The protagonist, Ned Henry, is a specialist in 20th century history, assigned to search for the Bishop's bird stump. He has made so many jumps into the 1940s so quickly that he has developed "time-lag", the time-travel-induced form of jet lag, and must recuperate before he returns to work. There is, unfortunately, an emergency in progress. A historian sent to the Victorian era has returned bringing something from Victorian England with her which the historians believe may rip time itself apart if it isn't promptly returned...and Ned, who knows virtually nothing about the 19th century, is the only one available to return it. (Theoretically, nothing may be brought through the time machine in either direction as it might cause time to unravel, and safeguards have been put in place in order to prevent significant objects making the journey.)
Unfortunately, Ned is being "prepped" on Victorian-era background information through a pair of headphones while simultaneously being told his mission and destination. As a result, he arrives in 1888 with little understanding of what he is supposed to do or where he's supposed to go other than a vague impression he's supposed to meet his contact at " Something End".

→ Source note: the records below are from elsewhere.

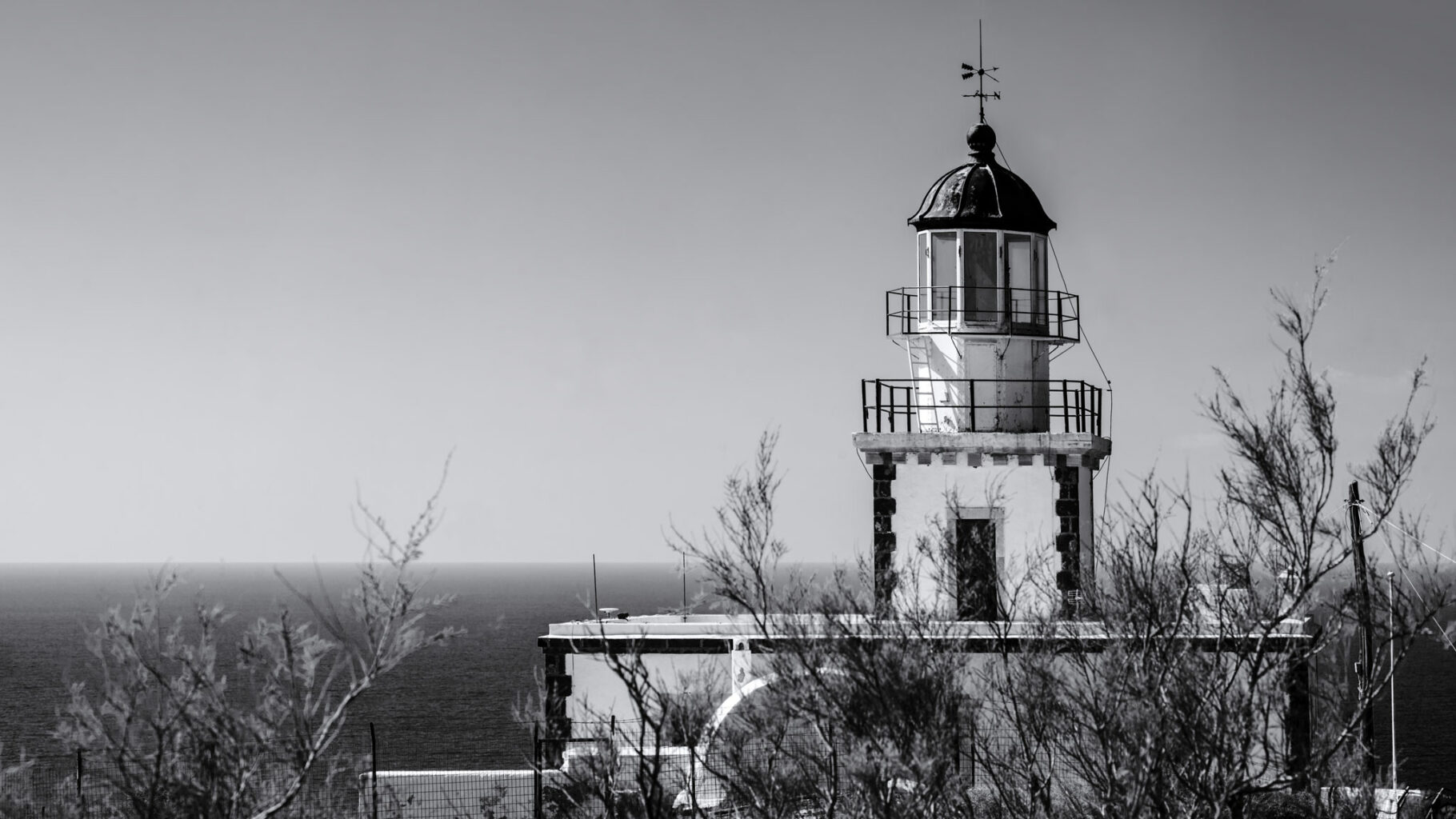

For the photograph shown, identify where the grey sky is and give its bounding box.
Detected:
[0,2,1456,560]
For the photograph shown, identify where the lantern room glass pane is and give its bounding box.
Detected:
[1006,233,1032,323]
[930,233,957,322]
[1031,236,1047,325]
[962,230,998,322]
[916,233,930,288]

He meets Terence St. Trewes, a besotted young Oxford undergraduate, and agrees to share the cost of a hired boat for a trip on the River Thames from Oxford down to Muchings End, where Terence hopes to meet his love, Tocelyn "Tossie" Mering. Ned, Terence, Cyril the bulldog and Professor Peddick (an Oxford don) travel down the Thames navigating locks, beautiful scenery, crowds of languid boaters in no hurry to get anywhere, and the party of Jerome K. Jerome, an homage to the original novel from which To Say Nothing of the Dog draws its name and themes.
Fortunately, Ned's contact in Muchings End recognizes him when he arrives and identifies herself: she is a young woman named Verity Kindle, who is pretending to be Tossie's cousin. Lady Schrapnell sent Verity to read Tossie's diary because Tossie (an ancestor of Lady Schrapnell) had written about a life-changing event involving the bird stump at the first Coventry Cathedral (St Michael's Cathedral), an event which had caused her to elope with a mysterious "Mr. C" to America. It is only at this point that Ned learns the nature of the object he is to return: Tossie's pet cat, Princess Arjumand. (Cats are extinct in 2057 due to a feline distemper pandemic.)

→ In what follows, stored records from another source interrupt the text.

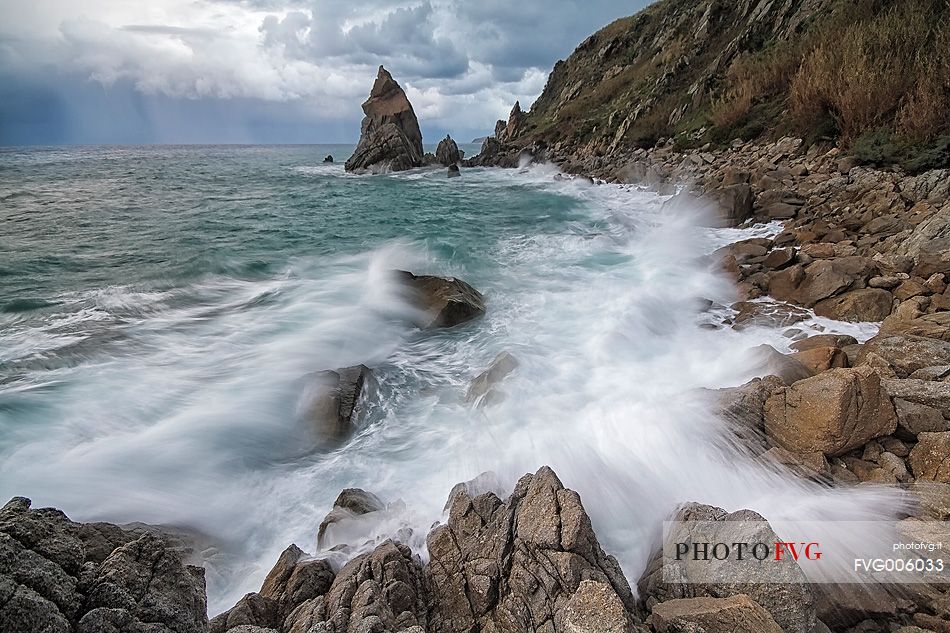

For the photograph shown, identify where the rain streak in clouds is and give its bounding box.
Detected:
[0,0,645,144]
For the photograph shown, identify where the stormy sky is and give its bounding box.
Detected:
[0,0,647,145]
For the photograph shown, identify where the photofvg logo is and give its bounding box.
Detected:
[663,520,950,584]
[676,541,821,562]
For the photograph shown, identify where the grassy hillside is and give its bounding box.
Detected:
[519,0,950,170]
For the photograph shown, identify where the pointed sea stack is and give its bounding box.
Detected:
[346,66,423,173]
[435,134,462,167]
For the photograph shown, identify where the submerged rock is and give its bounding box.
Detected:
[346,66,424,173]
[435,134,462,167]
[465,352,521,405]
[394,270,485,329]
[304,365,370,444]
[765,367,897,456]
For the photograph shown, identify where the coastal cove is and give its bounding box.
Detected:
[0,139,908,615]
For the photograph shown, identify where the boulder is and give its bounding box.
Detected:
[762,202,800,220]
[346,66,424,173]
[857,334,950,378]
[762,248,795,270]
[317,488,386,549]
[884,378,950,418]
[637,503,817,633]
[894,398,950,438]
[465,352,520,405]
[435,134,462,167]
[395,270,485,329]
[752,345,815,385]
[304,365,371,445]
[710,183,753,226]
[651,594,784,633]
[878,312,950,341]
[765,367,900,456]
[908,431,950,484]
[730,301,811,330]
[815,288,894,322]
[792,257,872,306]
[495,101,526,143]
[426,467,638,633]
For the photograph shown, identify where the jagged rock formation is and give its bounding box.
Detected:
[435,135,462,167]
[465,352,521,406]
[637,503,817,633]
[426,468,639,633]
[394,270,485,329]
[472,0,950,173]
[0,497,208,633]
[345,66,424,173]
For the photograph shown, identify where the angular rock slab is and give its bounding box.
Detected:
[652,594,784,633]
[394,270,485,329]
[765,367,897,456]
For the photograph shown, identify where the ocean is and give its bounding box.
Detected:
[0,146,896,615]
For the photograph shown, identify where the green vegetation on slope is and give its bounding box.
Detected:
[522,0,950,170]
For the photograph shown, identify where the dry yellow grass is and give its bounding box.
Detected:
[789,0,947,145]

However, returning the cat did not clear up the time disruption, as people attempting to visit Coventry during the air raid are still missing their target. Have they changed history by bringing Terence to Tossie? What will happen to them if Lady Schrapnell is never born? Or if Terence doesn't marry Peddick's niece, Maud, and thus doesn't become the grandfather of an RAF pilot who bombs Berlin and goads Hitler into bombing London and Coventry?
The solution involves the wisdom of Sherlock Holmes, the methods of Hercule Poirot, and the style of Lord Peter Wimsey. In the meantime, Ned, Verity and their colleagues have to deal with packs of dogs guarding the marrows, hostile theatrical costumers operating the time machine, phony spiritualists, kittens, abstruse mathematics, the Battle of Waterloo, the unalterable fact that the butler did it (they always do), the Coventry Ladies' Altar Guild, more dogs, and a crime which was committed before anyone realized it was against the law.